A travers les exemples de La Squale et de Samia, deux films tournés la même année par deux jeunes réalisateurs, nous verrons comment la rencontre de cultures est présentée sous un angle très intéressant eu égard au débat actuel sur la laïcité et le port du voile à l'école en France. En analysant les modalités et les caractéristiques de cette rencontre de cultures dans ces deux films, nous développerons comment elle nous paraît se résumer à un véritable choc touchant principalement les jeunes Françaises d'origine maghrébine à l'intérieur de la sphère familiale, et nous nous intéresserons aux éléments de réponse apportés ou suggérés par ces films.

« Dialogisme et carnavalisation dans un film québécois », James CISNEROS, Université Queens, et Michèle GARNEAU, Université de Montréal

Le film Yes Sir, Madame ? de Robert Morin (1992) est le premier -- et le seul -- film authentiquement bilingue du cinéma canadien. On se penchera sur la rencontre, éminemment carnavalesque, qui s'opère entre les deux cultures et les deux langues « officielles » du Canada (francophone et anglophone) et ce, grâce à un dispositif cinématographique des plus singuliers. On montrera comment ce dispositif cinématographique, outre la schize culturelle, linguistique et existentielle qu'il opère sur le mode burlesque, est surtout propice à déchaîner une fonction de fabulation qui tient compte du « génie » des deux langues convoquées et mises en scène.

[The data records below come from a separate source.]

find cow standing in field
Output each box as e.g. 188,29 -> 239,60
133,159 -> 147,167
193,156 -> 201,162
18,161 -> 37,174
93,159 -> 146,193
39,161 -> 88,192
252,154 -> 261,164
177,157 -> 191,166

« Le Sort de l’Amérique de Jacques Godbout : Constructions et reconstructions d’un discours historique et culturel », Klaus-Dieter ERTLER, Universität Graz

Le film Le Sort de l’Amérique du cinéaste et écrivain québécois Jacques Godbout retrace les événements historiques de la Conquête anglaise de 1759. En racontant les principaux faits d’armes à partir de différentes perspectives, il offre un panorama de trois versions des Histoires officielles, c’est-à-dire la version des « Anglais », la version des « Français » et celle des « Canadiens ». Pour Godbout, l’histoire est en quelque sorte la « dimension imaginaire » d’une communauté. L’œuvre se présente comme une déconstruction du mythe de la Conquête des Plaines d’Abraham, afin de fournir une nouvelle image de la position de l’Histoire nationale dans un contexte global. C’est surtout la rencontre des discours culturels qui met en valeur le potentiel symbolique du film. Le jeu des valorisations est observé à l’intérieur des systèmes culturels respectifs. Il s’agit donc d’analyser non seulement les multiples positions culturelles mises en scène par Jacques Godbout, mais aussi de mettre en lumière sa propre démarche, sa propre position et ses réflexions critiques.

 

Session III.     Tocayes, sosies, personnages croisés ? 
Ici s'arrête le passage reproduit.